Q-Learning for Continuous State and Action MDPs under Average Cost Criteria
Ali Devran Kara, Serdar Yuksel
TL;DR
This work tackles the challenge of solving infinite-horizon average-cost MDPs with continuous state and action spaces by developing discretization-based approximations and quantized Q-learning methods. It establishes near-optimality guarantees for finite, quantized models under weaker continuity assumptions (weak and Wasserstein) than previously required, and proves convergence of both synchronous and asynchronous Q-learning toward the optimal Q-values of these approximate models. By connecting discretized solutions to the original problem via contraction results and ergodicity conditions, the paper demonstrates that the learned policies are near-optimal for the underlying continuous-space MDP. The combination of finite-state/action approximations, rigorous error bounds, and convergent Q-learning offers a practical framework for planning and learning in average-cost settings with continuous dynamics.
Abstract
For infinite-horizon average-cost criterion problems, there exist relatively few rigorous approximation and reinforcement learning results. In this paper, for Markov Decision Processes (MDPs) with standard Borel spaces, (i) we first provide a discretization based approximation method for MDPs with continuous spaces under average cost criteria, and provide error bounds for approximations when the dynamics are only weakly continuous (for asymptotic convergence of errors as the grid sizes vanish) or Wasserstein continuous (with a rate in approximation as the grid sizes vanish) under certain ergodicity assumptions.
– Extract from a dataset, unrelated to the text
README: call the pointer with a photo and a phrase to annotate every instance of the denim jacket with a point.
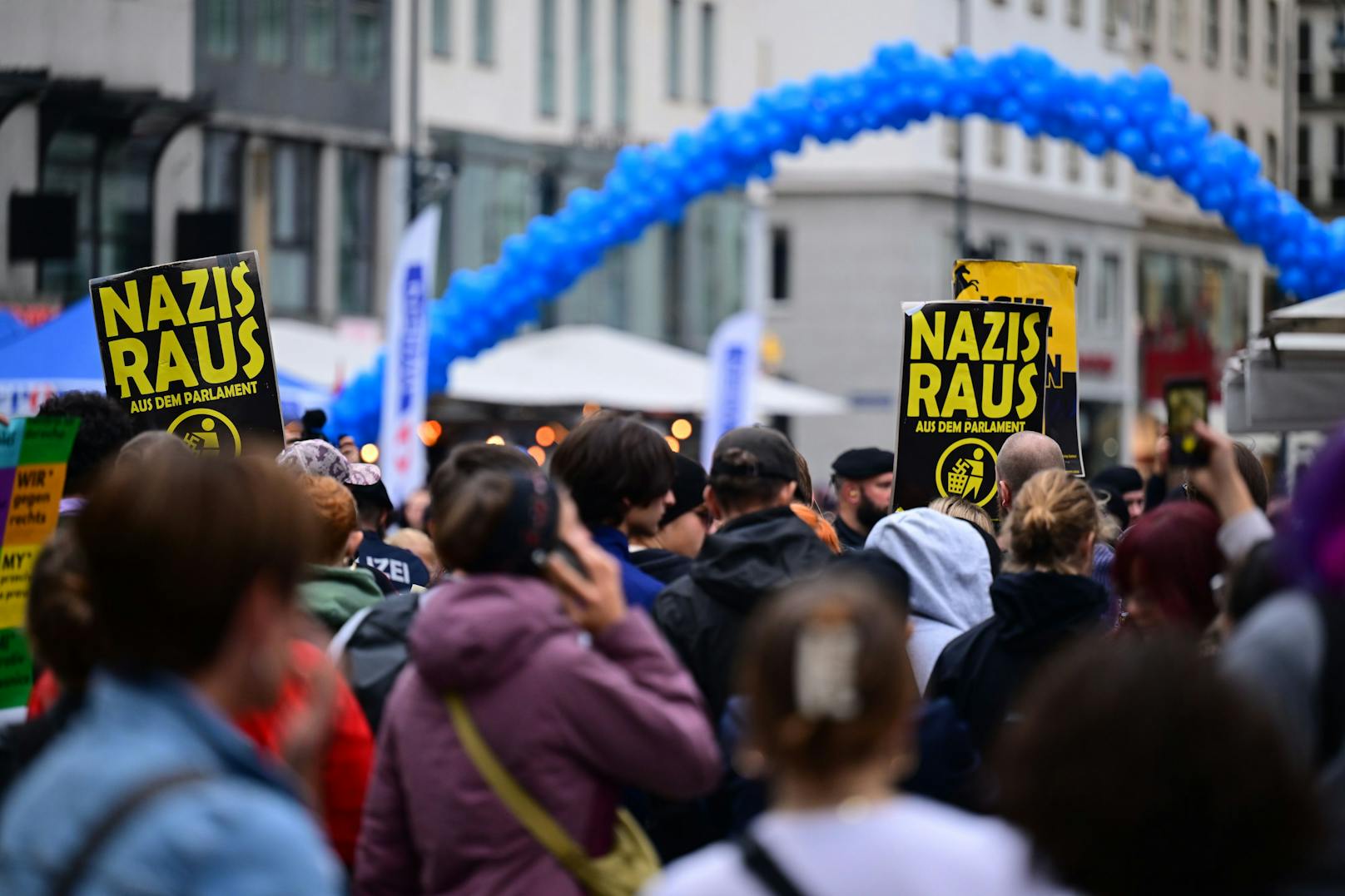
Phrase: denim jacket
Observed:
(238, 830)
In particular, we relax the total variation condition given in prior work to weak continuity or Wasserstein continuity. (ii) We provide synchronous and asynchronous (quantized) Q-learning algorithms for continuous spaces via quantization (where the quantized state is taken to be the actual state in corresponding Q-learning algorithms presented in the paper), and establish their convergence. (iii) We finally show that the convergence is to the optimal Q values of a finite approximate model constructed via quantization, which implies near optimality of the arrived solution. Our Q-learning convergence results and their convergence to near optimality are new for continuous spaces, and the proof method is new even for finite spaces, to our knowledge.